Sending messages on phones used to be a simple task. But in recent years, messaging apps have evolved into mini-computing platforms with integrated games, AI assistants, mobile payment systems, online-to-offline services like ride hailing and deliveries, live videos, and vanishing pictures.
This is happening because tech companies are trying to grow their own ecosystems on top of popular messaging apps -- enabling them to challenge companies like Apple and Alphabet's Google without launching their own mobile operating systems.
Today, we'll identify three companies that are rewriting the rules of the mobile messaging industry -- Tencent (TCEHY -2.03%), Facebook (META 1.74%), and Snap (SNAP -1.29%) -- and how their strategies are changing the ways we interact with our phones.
Tencent
Back in 2011, Chinese tech giant Tencent launched WeChat, a mobile messaging app that closely resembled WhatsApp (which Facebook acquired in 2014) and other similar apps on the market. But over the following years, Tencent expanded WeChat into a "monolithic" platform by adding mobile payments, games, paid stickers, streaming media, ride hailing and delivery services, online purchases, and other features.
Tencent recently added "mini programs" to WeChat, which encourages developers to write their own apps for its ecosystem. It also invested in the hot live-streaming app Kuaishou to counter the weed-like growth of similar apps, which all generate revenue by letting viewers buy virtual gifts for their favorite broadcasters.
WeChat's monthly active users (MAUs) rose 37% annually to 889 million last quarter, making it the biggest messaging app in China. Its ecosystem has become so formidable that rival tech companies -- like Alibaba, Baidu, SINA, and Weibo -- are all forging new partnerships to counter Tencent's growth.
You'll likely notice that Tencent's WeChat strategy sounds a lot like Facebook's Messenger strategy. Facebook also launched its Messenger app in 2011, but it didn't start turning it into a WeChat-like app until 2014, when it finally pushed users to download the stand-alone app.
In 2015 and 2016, Facebook beefed up Messenger with free stickers, mobile payments, video calls, mini-apps, chatbots, and a ride-hailing feature with Uber. The parallels with WeChat were so obvious that critics claimed Facebook was merely cloning WeChat. Speaking to Fund Strategy earlier this year, Carmignac Fund Manager Haiyan Li declared that Facebook was "trying to copy" Tencent in its bid "to increase mobile engagement."

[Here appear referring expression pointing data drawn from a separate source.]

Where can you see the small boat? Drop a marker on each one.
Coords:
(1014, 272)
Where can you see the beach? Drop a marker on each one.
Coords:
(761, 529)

Regardless of Facebook's inspiration and motives, Messenger has clearly become a major pillar of growth for the social media giant. The platform had 1.2 billion MAUs as of April -- a 33% jump from a year earlier. This allows Facebook, like Tencent, to carve out defensible niche markets within iOS and Android -- which likely irritates Apple and Google.
Snap
I've previously noted that Snap, the parent company of Snapchat, is a pretty poor investment due to its peaking DAU growth, slipping ARPU (average revenue per user), and widening losses. However, it's hard to deny that Snapchat significantly changed the mobile messaging market with its vanishing pictures.
Tencent and Facebook have since jumped aboard that ephemeral bandwagon. In 2014, Tencent let WeChat users recall sent messages within the first two minutes.
Over the past few months, Facebook launched a stream of Snapchat-like features for Instagram and Messenger -- including Instagram Stories, ephemeral Instagram photos, Instant Video for Messenger, and a limited-release Messenger Day app which automatically deletes photos and videos after 24 hours.
Those new features show how quickly innovative features can be cloned, and how bigger players like Tencent and Facebook are absorbing them into their expanding ecosystems.
The road ahead...
Looking ahead, the mobile messaging market will likely consolidate under a few major players, as smaller regional apps like Line, Kik, and Tango either get marginalized or acquired.
Tencent and Facebook look like they'll be the big winners of that upcoming market consolidation, while struggling rivals like Google -- which has repeatedly failed to launch a hit social product -- might get left behind a crucial tech curve.